2. General Statutes § 46a–101 (e) provides: “Any action brought by the complainant in accordance with section 46a–100 shall be brought within ninety days of the receipt of the release from the commission.”
3. General Statutes § 52–592 provides in relevant part: “(a) If any action, commenced within the time limited by law, has failed one or more times to be tried on its merits ․ because the action has been dismissed for want of jurisdiction ․ the plaintiff ․ may commence a new action, except as provided in subsection (b) of this section, for the same cause at any time within one year after the determination of the original action or after the reversal of the judgment․(d) The provisions of this section shall apply to ․ any action between the same parties or the legal representatives of either of them for the same cause of action or subject of action brought to any court in this state, either before dismissal of the original action and its affirmance or within one year after the dismissal and affirmance, and to any action brought to the United States circuit or district court for the district of Connecticut which has been dismissed without trial upon its merits or because of lack of jurisdiction in such court.

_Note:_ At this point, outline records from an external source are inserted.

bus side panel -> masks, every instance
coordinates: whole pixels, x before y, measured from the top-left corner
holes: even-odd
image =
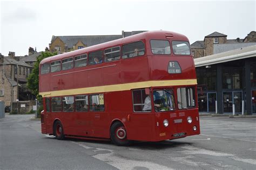
[[[122,83],[149,80],[149,64],[146,56],[123,59],[120,67]]]

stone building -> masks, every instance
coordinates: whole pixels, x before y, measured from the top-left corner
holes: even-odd
[[[122,38],[145,31],[146,31],[131,32],[125,32],[123,31],[122,35],[117,35],[52,36],[51,43],[49,44],[49,51],[51,52],[57,52],[58,53],[62,53]]]
[[[194,58],[212,55],[229,50],[256,45],[256,32],[251,31],[244,39],[227,39],[227,36],[218,32],[205,37],[191,45]]]
[[[32,97],[26,84],[33,67],[15,58],[13,52],[10,52],[8,57],[0,54],[0,100],[4,100],[6,106],[17,99],[29,100]]]
[[[256,114],[256,45],[196,58],[194,63],[200,112],[231,114],[234,105],[237,114]]]

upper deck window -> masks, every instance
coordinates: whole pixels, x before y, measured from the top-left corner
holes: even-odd
[[[80,67],[87,65],[87,55],[75,57],[75,67]]]
[[[50,63],[44,63],[41,65],[41,74],[50,72]]]
[[[73,58],[69,58],[62,60],[62,70],[73,69]]]
[[[62,67],[60,66],[60,61],[56,61],[51,63],[51,72],[60,71]]]
[[[109,62],[120,59],[120,47],[117,46],[104,50],[105,62]]]
[[[187,42],[172,42],[172,50],[176,55],[190,55],[190,44]]]
[[[102,53],[103,51],[100,50],[89,53],[89,65],[102,63],[103,62]]]
[[[122,58],[127,58],[145,55],[145,46],[142,42],[137,42],[123,46]]]
[[[151,40],[151,51],[154,55],[170,55],[171,47],[166,40]]]

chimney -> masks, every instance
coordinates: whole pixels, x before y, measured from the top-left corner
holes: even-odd
[[[14,57],[15,57],[15,52],[9,51],[8,56],[11,59],[14,59]]]
[[[29,56],[30,56],[35,53],[34,49],[31,47],[30,47],[29,49]]]
[[[4,63],[4,56],[0,53],[0,64]]]

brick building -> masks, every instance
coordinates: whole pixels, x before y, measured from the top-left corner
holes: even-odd
[[[256,32],[251,31],[244,39],[227,39],[227,36],[218,32],[205,37],[191,45],[194,58],[212,55],[218,53],[256,45]]]
[[[49,44],[49,51],[51,52],[57,52],[62,53],[73,50],[83,49],[87,46],[105,43],[111,40],[122,38],[146,31],[131,32],[122,31],[122,35],[96,35],[96,36],[52,36],[51,43]]]
[[[0,100],[4,101],[6,106],[11,103],[31,99],[28,90],[26,78],[32,72],[32,66],[24,61],[18,61],[15,53],[10,52],[9,56],[0,54]]]

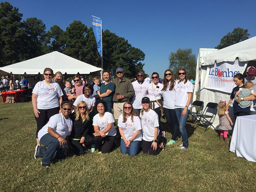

If such action is within the jurisdiction of any state court, the time for bringing the action to the state court shall commence from the date of dismissal in the United States court, or, if an appeal or writ of error has been taken from the dismissal, from the final determination of the appeal or writ of error․”
4. Specifically, the plaintiff would be required to establish a different discriminatory intent on the part of the defendant to maintain each set of claims. See General Statutes § 46a–60 (a)(1) (barring discrimination by employer on basis of employee's “race” or “physical disability”). For example, evidence that the defendant provided more opportunities for light duty work to similarly situated employees of a different racial background than the plaintiff, although potentially relevant to her race discrimination claims, would not assist her in making her disability discrimination claims. Each set of claims would require demonstrating different facts that could be construed as evidence of the two distinct discriminatory motives. See Sherman v. Ronco, 294 Conn. 548, 563, 985 A.2d 1042 (2010) (“[i]f ․ the new theory of liability is not supported by the original factual allegations of the earlier, timely complaint, and would require the presentation of new and different evidence, the amendment does not relate back”); Craine v. Trinity College, 259 Conn. 625, 636–38, 791 A.2d 518 (2002) (discussing plaintiff's burdens in making prima facie case of discrimination).
5. We may affirm the judgment of the court on different grounds if we disagree with the grounds relied on by the court. See, e.g., Vaillancourt v. Latifi, 81 Conn.App. 541, 544 n. 4, 840 A.2d 1209 (2004).